Parfois la musique est un peu comme Rendez-vous en terre inconnue, cette émission où on embarque une célébrité les yeux bandés dans un avion vers une destination dont elle ne connaît ni le lieu ni la civilisation qui va l'accueillir. Le principe est à la fois flippant et intense à vivre et souvent la "victime" n'en ressort pas indemne. Ici à Music Waves nous proposons la version audio de cette émission car c'est un peu l'équivalent que nous avons vécu avec l'écoute de "The Gereg" du groupe The Hu. On tend un peu l'oreille et on se pose la question de savoir quel est ce combo qui chante dans une langue inconnue et qui agrémente sa musique d'instruments qui sortent de l'ordinaire.
The Hu est un groupe originaire de Mongolie et adopte un style par essence très marqué par la fusion entre le metal et la musique traditionnelle de son pays. Il s'est fait connaître en postant des vidéos de deux titres qui ont totalisé 18 millions de vues. La puissance d'internet a conduit le label anglais Eleven Seven à le signer pour la sortie de ce "The Gereg". Si les titres des morceaux sont en anglais, le chant est dans la langue d'origine (khöömii) ce qui ajoute à l'exotisme de l'objet. La musique pioche son inspiration dans le metal de l'ouest (Rammstein, Sepultura, System Of The Down...), bousculé dans ses certitudes par des instruments traditionnels comme le Morin Khuur (violon à tête de cheval), le Tovshuur (guitare mongole), le Tumur Khuur (harpe à mâchoires), le chant guttural et les basses et tambours du rock.
L'auditeur est donc invité à un voyage au cœur de la civilisation mongole, de l'Empire hunnique (375-484) dans lequel il va rencontrer Chinggis Khaan, le rapport avec les loups... Si le mélange annoncé s'annonce périlleux, autant le dire, il fonctionne relativement bien. L'introductif 'The Gered' fait presque pop guerrière et pose les jalons de ce que sera l'album. La langue et le chant se veulent menaçants dans les couplets et le refrain martial avec une rythmique qui épouse celle d'un cheval au galop. 'Wolf Totem' adopte une ambiance tirée du folklore mongol et accentue ce côté armée avec le tovshuur très mis en avant qui souligne une batterie métronomique. Le titre se situe plus dans la tradition, moins européen.

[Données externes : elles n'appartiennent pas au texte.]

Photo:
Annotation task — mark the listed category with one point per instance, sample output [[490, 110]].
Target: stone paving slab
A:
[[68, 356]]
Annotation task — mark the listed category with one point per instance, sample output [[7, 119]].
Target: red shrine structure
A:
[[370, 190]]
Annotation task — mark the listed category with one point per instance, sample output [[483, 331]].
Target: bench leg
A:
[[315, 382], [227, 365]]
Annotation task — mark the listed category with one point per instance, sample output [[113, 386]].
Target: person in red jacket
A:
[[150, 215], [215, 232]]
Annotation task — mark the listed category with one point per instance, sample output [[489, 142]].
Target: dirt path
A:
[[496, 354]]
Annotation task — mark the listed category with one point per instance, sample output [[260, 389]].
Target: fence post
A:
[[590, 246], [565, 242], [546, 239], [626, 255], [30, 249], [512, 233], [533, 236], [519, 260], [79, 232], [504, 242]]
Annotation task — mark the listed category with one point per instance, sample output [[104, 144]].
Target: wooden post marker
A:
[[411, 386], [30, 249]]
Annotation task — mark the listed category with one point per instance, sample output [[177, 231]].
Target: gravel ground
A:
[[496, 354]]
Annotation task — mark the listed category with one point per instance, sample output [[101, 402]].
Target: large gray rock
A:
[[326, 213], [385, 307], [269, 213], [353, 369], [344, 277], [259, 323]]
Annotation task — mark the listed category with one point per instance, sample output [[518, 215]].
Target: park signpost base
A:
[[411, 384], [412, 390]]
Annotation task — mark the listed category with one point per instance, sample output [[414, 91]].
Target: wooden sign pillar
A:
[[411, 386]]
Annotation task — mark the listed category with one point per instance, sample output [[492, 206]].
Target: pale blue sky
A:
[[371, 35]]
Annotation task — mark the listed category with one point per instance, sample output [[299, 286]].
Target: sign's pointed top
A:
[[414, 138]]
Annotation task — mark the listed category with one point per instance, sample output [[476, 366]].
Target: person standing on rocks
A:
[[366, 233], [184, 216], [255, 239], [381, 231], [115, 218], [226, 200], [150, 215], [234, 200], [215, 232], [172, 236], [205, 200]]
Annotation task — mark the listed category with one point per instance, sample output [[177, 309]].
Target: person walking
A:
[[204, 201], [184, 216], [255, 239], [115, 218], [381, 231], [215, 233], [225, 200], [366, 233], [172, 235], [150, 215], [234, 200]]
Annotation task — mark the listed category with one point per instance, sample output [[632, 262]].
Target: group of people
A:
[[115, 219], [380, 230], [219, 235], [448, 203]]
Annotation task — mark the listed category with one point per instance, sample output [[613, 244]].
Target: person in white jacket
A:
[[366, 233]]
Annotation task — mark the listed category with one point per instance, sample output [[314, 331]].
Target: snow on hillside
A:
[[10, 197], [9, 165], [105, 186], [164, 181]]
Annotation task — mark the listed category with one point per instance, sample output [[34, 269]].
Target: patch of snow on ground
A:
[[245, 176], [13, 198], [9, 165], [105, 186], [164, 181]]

Les membres de The Hu savent partager leur histoire et se muent en conteurs de légendes dans le morceau 'The Great Chinggis Khaan' avec des couplets relativement dépouillés secoués par un refrain plus dense. Ce titre est un grand moment que l'on écoute comme des enfants sages hypnotisés par ces musiciens venus d'un autre monde. Le style se veut moins metal qu'il n'y paraît au regard des références citées, les Mongols réussissant leur objectif de créer un son qui leur est propre, à savoir du Hunnu rock. Si la démarche prête à sourire, elle finit par fasciner tant le projet est bien composé et interprété. C'est ce qu'on ressent à l'écoute de l'endiablé 'Yuve Yuve Yu' aux lignes de chant qui surprennent par leur teneurs plutôt joyeuses tranchant avec l'ensemble de l'album, mais qui au final se révèlent prenantes et bienvenues.
L'apport de plusieurs voix et d'instruments à la fois classiques et traditionnels contribue à donner une coloration presque progressive à l'ensemble surtout dans le magnifique 'Song For A Woman' à la lente montée en puissance dans laquelle se rejoignent l'Est (l'Asie) et l'Ouest (l'Europe) avec un violon presque celtique, cette langue si particulière et cette manière de chanter que l'on sent hargneuse, la harpe qui allège la composition.
"The Gereg" est donc à prendre au sérieux même si il a de quoi surprendre voire déstabiliser nos certitudes. La démarche semble sincère, originale et très marquée (peut-être un peu trop). Vivez donc un rendez-vous en terre inconnue avec "The Gereg" de The Hu. Laissez-vous envahir par ce mélange de metal et de musique traditionnelle mongole tout aussi incongru qu'efficace.